For information on Debian’s position with regards to software patents, see the following.
As with any topic involving legal issues, if you have any legal concerns, it is recommended you seek your own legal counsel.
– https://wiki.debian.org/MultimediaCodecs#Legal_Issues
I understand that it is a PIA when you have hardware capable of doing the hard work and then your encoding tasks takes multitude longer to encode and your youtube video are delayed for hours while the content is compressing using CPU instead of GPU.
Building mesa yourself - enabling the codecs - depending on hardware it is anything between 5-35 minutes - so to me possible absence is not an issue.
As I see it
- and why I bring it up
- knowing it is it’s a touchy subject
- please forgive me
- what is the difference
- with respect to the legal position
- when it comes to connecting the dots
- the final piece in the puzzle
between
- Fedora
- openSuSE
- Manjaro
- EndeavourOS
- KaOS
- … numerous other distros
EndeavourOS is in the same position as Manjaro - as it is last link in the chain connecting the dots - the last piece in the puzzle - the turnkey solution enabling H264 and H265 hardware encoding/decoding in the mesa library.
With reference to forum topics [1] [2] and the debate on Manjaro forum on the subject of copyrighted codecs and the thin grey line between legal or infringing.

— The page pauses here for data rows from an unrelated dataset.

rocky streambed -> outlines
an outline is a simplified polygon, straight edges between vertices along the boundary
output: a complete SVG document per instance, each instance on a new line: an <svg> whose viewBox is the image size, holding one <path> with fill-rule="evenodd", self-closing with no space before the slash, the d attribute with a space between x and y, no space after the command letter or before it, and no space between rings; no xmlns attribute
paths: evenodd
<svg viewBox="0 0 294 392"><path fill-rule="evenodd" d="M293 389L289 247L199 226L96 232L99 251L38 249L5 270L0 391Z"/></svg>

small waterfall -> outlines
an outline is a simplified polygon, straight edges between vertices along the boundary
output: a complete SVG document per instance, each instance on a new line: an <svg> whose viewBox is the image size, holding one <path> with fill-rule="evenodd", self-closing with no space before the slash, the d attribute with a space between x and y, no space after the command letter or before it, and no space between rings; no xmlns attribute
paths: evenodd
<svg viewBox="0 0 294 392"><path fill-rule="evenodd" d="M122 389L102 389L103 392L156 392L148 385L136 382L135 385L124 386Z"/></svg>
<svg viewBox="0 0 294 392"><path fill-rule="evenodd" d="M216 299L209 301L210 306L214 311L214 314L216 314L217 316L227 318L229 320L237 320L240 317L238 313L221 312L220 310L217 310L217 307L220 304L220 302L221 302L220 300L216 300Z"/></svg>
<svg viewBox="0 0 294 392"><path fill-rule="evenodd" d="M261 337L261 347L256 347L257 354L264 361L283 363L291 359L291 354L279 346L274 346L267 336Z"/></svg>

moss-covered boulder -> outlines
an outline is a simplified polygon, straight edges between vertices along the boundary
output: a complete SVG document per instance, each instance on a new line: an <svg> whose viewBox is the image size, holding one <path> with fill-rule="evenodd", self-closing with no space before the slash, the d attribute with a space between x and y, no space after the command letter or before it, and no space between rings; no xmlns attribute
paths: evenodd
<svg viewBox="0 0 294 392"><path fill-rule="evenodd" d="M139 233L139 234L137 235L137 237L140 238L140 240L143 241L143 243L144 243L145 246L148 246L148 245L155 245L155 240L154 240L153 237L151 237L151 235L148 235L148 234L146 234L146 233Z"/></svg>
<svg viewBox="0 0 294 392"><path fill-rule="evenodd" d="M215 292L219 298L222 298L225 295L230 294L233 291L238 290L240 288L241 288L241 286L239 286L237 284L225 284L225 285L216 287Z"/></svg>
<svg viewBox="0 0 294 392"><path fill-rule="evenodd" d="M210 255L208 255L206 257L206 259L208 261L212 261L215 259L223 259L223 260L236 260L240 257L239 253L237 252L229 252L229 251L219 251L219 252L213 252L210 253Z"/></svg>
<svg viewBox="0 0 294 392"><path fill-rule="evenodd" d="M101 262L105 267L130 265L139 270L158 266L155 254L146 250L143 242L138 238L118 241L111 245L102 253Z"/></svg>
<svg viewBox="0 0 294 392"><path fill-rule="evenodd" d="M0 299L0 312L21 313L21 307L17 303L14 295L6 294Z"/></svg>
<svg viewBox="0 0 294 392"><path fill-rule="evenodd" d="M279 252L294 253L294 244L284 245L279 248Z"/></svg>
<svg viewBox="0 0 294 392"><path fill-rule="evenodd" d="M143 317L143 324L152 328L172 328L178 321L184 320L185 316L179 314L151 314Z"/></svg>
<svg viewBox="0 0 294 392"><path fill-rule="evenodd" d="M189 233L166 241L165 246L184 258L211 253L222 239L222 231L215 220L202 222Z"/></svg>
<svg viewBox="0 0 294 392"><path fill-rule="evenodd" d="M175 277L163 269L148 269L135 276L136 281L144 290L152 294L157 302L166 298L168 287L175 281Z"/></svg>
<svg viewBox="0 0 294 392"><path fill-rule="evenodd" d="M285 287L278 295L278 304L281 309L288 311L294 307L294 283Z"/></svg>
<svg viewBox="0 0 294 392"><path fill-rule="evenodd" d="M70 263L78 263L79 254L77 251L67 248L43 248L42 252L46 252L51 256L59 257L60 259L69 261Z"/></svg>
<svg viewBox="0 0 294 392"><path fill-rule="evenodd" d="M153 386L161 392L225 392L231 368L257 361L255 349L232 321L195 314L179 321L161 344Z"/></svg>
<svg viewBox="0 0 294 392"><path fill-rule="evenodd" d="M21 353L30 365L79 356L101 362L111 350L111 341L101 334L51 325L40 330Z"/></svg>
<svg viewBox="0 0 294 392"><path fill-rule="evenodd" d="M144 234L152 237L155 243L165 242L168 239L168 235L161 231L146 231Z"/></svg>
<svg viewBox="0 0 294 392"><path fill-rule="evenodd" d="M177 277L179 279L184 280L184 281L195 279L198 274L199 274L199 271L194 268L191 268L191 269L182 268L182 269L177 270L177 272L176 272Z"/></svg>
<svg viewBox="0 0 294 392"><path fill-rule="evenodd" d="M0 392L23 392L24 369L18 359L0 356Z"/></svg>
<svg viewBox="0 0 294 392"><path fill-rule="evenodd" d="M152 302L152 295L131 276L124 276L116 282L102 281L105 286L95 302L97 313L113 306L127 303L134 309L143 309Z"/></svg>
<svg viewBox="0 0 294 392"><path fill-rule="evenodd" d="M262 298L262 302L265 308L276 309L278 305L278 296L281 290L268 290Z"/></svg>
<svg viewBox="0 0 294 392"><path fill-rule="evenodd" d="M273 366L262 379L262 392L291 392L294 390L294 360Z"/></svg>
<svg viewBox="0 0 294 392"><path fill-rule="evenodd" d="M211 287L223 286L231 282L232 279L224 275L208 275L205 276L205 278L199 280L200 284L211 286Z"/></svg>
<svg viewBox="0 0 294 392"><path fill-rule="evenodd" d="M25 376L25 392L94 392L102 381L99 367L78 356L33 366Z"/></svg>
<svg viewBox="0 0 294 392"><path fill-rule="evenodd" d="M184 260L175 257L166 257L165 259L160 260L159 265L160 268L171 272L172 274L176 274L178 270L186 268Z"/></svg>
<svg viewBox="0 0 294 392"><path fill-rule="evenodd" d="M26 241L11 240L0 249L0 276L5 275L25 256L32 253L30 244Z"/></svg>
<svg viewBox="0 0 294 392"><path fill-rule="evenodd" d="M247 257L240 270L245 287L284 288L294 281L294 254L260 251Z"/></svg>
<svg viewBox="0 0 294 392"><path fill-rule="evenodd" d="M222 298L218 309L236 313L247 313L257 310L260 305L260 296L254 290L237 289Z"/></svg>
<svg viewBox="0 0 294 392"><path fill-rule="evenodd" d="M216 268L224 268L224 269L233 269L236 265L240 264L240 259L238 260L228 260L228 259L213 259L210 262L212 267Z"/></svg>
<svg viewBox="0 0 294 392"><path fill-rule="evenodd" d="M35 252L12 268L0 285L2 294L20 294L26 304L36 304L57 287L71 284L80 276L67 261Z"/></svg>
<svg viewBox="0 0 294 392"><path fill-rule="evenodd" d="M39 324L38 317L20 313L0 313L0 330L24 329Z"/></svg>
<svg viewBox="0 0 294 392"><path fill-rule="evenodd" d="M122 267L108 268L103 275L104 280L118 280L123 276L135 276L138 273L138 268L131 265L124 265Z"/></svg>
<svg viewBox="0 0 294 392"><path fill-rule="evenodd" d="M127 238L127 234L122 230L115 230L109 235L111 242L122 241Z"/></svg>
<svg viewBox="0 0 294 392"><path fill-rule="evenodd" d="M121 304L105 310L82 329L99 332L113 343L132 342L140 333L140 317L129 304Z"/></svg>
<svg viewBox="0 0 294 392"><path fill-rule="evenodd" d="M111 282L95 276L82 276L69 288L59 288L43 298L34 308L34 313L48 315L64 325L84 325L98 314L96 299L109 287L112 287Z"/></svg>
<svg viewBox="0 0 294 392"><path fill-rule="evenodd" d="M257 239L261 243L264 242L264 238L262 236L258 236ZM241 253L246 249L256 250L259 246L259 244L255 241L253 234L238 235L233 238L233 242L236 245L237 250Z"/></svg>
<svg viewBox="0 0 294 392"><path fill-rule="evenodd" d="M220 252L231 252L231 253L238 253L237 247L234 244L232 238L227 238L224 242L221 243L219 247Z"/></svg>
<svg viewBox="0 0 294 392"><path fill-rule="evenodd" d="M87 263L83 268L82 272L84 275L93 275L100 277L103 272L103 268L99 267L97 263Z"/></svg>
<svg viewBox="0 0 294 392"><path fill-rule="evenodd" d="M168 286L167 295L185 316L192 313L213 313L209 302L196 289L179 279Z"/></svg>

As I understand this fine line it has something to do with being the last link in the chain that enables hardware encoding/decoding for AMD GPU - thus making the last link responsible for the fees due to the copyright holders.
I also understand it has become an issue because some smart business people has made it their business to collect those tiny fees for copyright holders - and everyone holding a copyright is per defnition greedy - that is a gross statement - perhaps not - in any case.
I understand that Arch itself may have a point in their stance providing access to H264/H265 (and derivatives)
- it has never been a problem - why make it one
- Arch has never provided a turnkey solution thus providing the option in the mesa build has never been that last link in the chain.
The topic is quite hot - judging from a search - just for debian
Other than using Arch repos - what distinguishes EndeavourOS from other mainstream distributions with relation to upstream mesa - excluding H264 etal. from the compile process - that entitles EndeavourOS to include H264 etal.